The expletive came up in the context of Trump’s controversial use of the Alien Enemies Act of 1798, a law that, until recently, had only been used in the context of war.

Trump, however, has argued that undocumented immigration constituted an “invasion” and has attempted to deport people under the law’s authority, without allowing them to appeal their removal.

According to Reuveni, Bove explained to the Justice Department that Trump planned to start the deportation flights immediately after invoking the Alien Enemies Act. He “stressed to all in attendance that the planes needed to take off no matter what”.

Reuveni understood that interaction as an attempt to circumvent the power of the courts.

In another instance, Reuveni said he was discouraged from asking questions about the return of Kilmar Abrego Garcia, an immigrant wrongfully deported to El Salvador despite a court protection order.

When Reuveni admitted before a Maryland court that he did not have “satisfactory” answers about Abrego Garcia’s return, he said Trump officials pressured him to make assertions against Abrego Garcia that “were not supported by law or the record”. He was fired shortly afterwards.

The documents gathered by Senate Democrats appear to offer a look inside those incidents.

In one series of emails, dated March 15, Reuveni responded to a notification that planes bearing deportees under the Alien Enemies Act were still in the air.

“The judge specifically ordered us not to remove anyone in the class, and to return anyone in the air,” he wrote back.

The emails reflected an injunction from District Judge James Boasberg barring deportations and ordering the planes to turn around.

Nevertheless, the planes landed in El Salvador and delivered their human cargo to a maximum security prison, where many remain to this day.

In another instance, a member of the Department of Homeland Security (DHS) replied to an email thread by saying: “My take on these emails is that DOJ leadership and DOJ litigators don’t agree on the strategy. Please keep DHS out of it.”

Text messages also show Reuveni and an unnamed colleague discussing Bove’s request to tell the courts “f*** you”.

“Guess we are going to say f*** you to the court,” one text message reads.

In another, the colleague appears to react to Trump officials lying before the court. “Oh sh**,” they write. “That was just not true.”

In an interview published with The New York Times on Thursday, Reuveni underscored the grave dangers posed by an executive branch that he sees as refusing to comply with judicial authority.

“The Department of Justice is thumbing its nose at the courts, and putting Justice Department attorneys in an impossible position where they have to choose between loyalty to the agenda of the president and their duty to the court,” he told the Times.

The Trump administration, meanwhile, has responded with defiance, repeating its claim that Reuveni is simply a “disgruntled employee” lashing out at the employer who fired him.

“He’s a leaker asserting false claims seeking five minutes of fame, conveniently timed just before a confirmation hearing and a committee vote,” Attorney General Pam Bondi said.

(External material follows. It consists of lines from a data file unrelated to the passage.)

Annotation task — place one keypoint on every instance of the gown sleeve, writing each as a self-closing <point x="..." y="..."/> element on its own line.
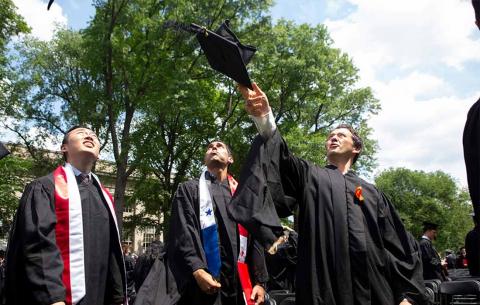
<point x="34" y="239"/>
<point x="403" y="256"/>
<point x="271" y="182"/>
<point x="185" y="251"/>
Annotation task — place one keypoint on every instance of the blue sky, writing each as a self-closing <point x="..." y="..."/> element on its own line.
<point x="421" y="58"/>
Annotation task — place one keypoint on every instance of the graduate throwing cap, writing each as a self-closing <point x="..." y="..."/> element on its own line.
<point x="352" y="245"/>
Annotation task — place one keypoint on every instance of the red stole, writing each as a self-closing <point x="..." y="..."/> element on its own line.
<point x="242" y="267"/>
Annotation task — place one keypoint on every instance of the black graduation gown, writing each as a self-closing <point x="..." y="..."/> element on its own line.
<point x="472" y="247"/>
<point x="471" y="152"/>
<point x="432" y="266"/>
<point x="158" y="286"/>
<point x="349" y="252"/>
<point x="34" y="265"/>
<point x="185" y="250"/>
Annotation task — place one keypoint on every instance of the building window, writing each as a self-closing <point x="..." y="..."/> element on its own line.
<point x="148" y="237"/>
<point x="129" y="206"/>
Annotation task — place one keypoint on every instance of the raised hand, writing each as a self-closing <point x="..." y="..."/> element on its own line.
<point x="256" y="101"/>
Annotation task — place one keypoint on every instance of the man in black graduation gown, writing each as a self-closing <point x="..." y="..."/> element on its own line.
<point x="432" y="264"/>
<point x="186" y="253"/>
<point x="47" y="262"/>
<point x="472" y="247"/>
<point x="352" y="247"/>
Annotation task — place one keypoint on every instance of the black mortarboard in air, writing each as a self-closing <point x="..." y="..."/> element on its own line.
<point x="225" y="53"/>
<point x="429" y="226"/>
<point x="3" y="151"/>
<point x="471" y="153"/>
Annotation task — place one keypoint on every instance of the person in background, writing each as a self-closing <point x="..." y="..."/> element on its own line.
<point x="432" y="264"/>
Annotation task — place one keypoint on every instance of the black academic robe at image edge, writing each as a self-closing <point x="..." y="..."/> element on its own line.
<point x="185" y="250"/>
<point x="472" y="247"/>
<point x="349" y="252"/>
<point x="432" y="265"/>
<point x="34" y="265"/>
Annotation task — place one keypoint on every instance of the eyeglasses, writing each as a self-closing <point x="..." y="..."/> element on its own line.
<point x="86" y="133"/>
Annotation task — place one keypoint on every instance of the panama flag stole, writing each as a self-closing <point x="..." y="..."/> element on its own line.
<point x="69" y="230"/>
<point x="211" y="243"/>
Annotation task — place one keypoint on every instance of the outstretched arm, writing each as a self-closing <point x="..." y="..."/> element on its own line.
<point x="257" y="106"/>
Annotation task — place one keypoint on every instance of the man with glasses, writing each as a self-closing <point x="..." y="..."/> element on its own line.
<point x="64" y="245"/>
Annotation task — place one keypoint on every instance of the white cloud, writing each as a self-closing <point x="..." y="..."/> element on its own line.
<point x="398" y="46"/>
<point x="407" y="34"/>
<point x="42" y="22"/>
<point x="421" y="134"/>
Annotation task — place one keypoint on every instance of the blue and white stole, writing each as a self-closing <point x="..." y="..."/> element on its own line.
<point x="209" y="228"/>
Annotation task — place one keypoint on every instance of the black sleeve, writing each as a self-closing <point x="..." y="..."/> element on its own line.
<point x="115" y="284"/>
<point x="271" y="182"/>
<point x="35" y="233"/>
<point x="403" y="256"/>
<point x="185" y="251"/>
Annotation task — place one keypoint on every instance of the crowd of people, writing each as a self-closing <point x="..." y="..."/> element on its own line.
<point x="351" y="247"/>
<point x="226" y="244"/>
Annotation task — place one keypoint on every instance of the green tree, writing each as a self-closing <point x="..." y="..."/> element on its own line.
<point x="154" y="101"/>
<point x="435" y="197"/>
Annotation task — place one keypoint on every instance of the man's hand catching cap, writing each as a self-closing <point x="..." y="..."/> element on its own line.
<point x="256" y="101"/>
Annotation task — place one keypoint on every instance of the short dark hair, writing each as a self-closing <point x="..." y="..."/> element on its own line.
<point x="357" y="140"/>
<point x="65" y="137"/>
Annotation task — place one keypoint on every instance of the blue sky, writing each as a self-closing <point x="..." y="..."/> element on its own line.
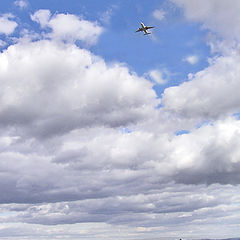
<point x="109" y="134"/>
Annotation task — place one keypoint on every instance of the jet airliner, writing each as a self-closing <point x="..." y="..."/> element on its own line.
<point x="144" y="29"/>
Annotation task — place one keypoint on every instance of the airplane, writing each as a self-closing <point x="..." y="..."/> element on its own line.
<point x="144" y="29"/>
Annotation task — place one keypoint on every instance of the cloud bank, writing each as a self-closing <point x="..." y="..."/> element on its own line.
<point x="84" y="141"/>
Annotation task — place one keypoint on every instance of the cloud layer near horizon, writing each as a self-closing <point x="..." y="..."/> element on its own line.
<point x="84" y="141"/>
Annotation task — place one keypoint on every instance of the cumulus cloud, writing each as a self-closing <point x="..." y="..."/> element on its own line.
<point x="83" y="141"/>
<point x="68" y="27"/>
<point x="203" y="96"/>
<point x="159" y="77"/>
<point x="7" y="26"/>
<point x="192" y="59"/>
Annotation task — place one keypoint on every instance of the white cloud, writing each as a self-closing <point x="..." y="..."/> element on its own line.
<point x="159" y="14"/>
<point x="42" y="17"/>
<point x="158" y="76"/>
<point x="7" y="26"/>
<point x="211" y="94"/>
<point x="192" y="59"/>
<point x="90" y="92"/>
<point x="2" y="43"/>
<point x="68" y="27"/>
<point x="21" y="3"/>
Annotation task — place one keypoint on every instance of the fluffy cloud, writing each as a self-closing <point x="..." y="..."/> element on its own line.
<point x="159" y="77"/>
<point x="7" y="26"/>
<point x="68" y="27"/>
<point x="82" y="142"/>
<point x="204" y="96"/>
<point x="56" y="96"/>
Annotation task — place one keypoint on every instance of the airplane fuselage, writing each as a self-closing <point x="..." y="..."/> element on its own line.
<point x="144" y="29"/>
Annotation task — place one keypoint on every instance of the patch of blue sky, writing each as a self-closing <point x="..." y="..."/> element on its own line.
<point x="236" y="115"/>
<point x="171" y="41"/>
<point x="204" y="123"/>
<point x="182" y="132"/>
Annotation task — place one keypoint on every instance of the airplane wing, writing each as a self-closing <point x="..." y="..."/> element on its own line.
<point x="148" y="27"/>
<point x="139" y="30"/>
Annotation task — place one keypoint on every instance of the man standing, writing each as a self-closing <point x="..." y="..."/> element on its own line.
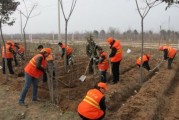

“No one was ever asked to defy a court order. This is another instance of misinformation being spread to serve a narrative that does not align with the facts.”

Bove himself denied ever advising his colleagues to defy a court order. The Senate is set to decide on his confirmation to the circuit court in the coming weeks.

If he passes the Senate Judiciary Committee – in a vote scheduled for July 17 – he will face a full vote on the Senate floor.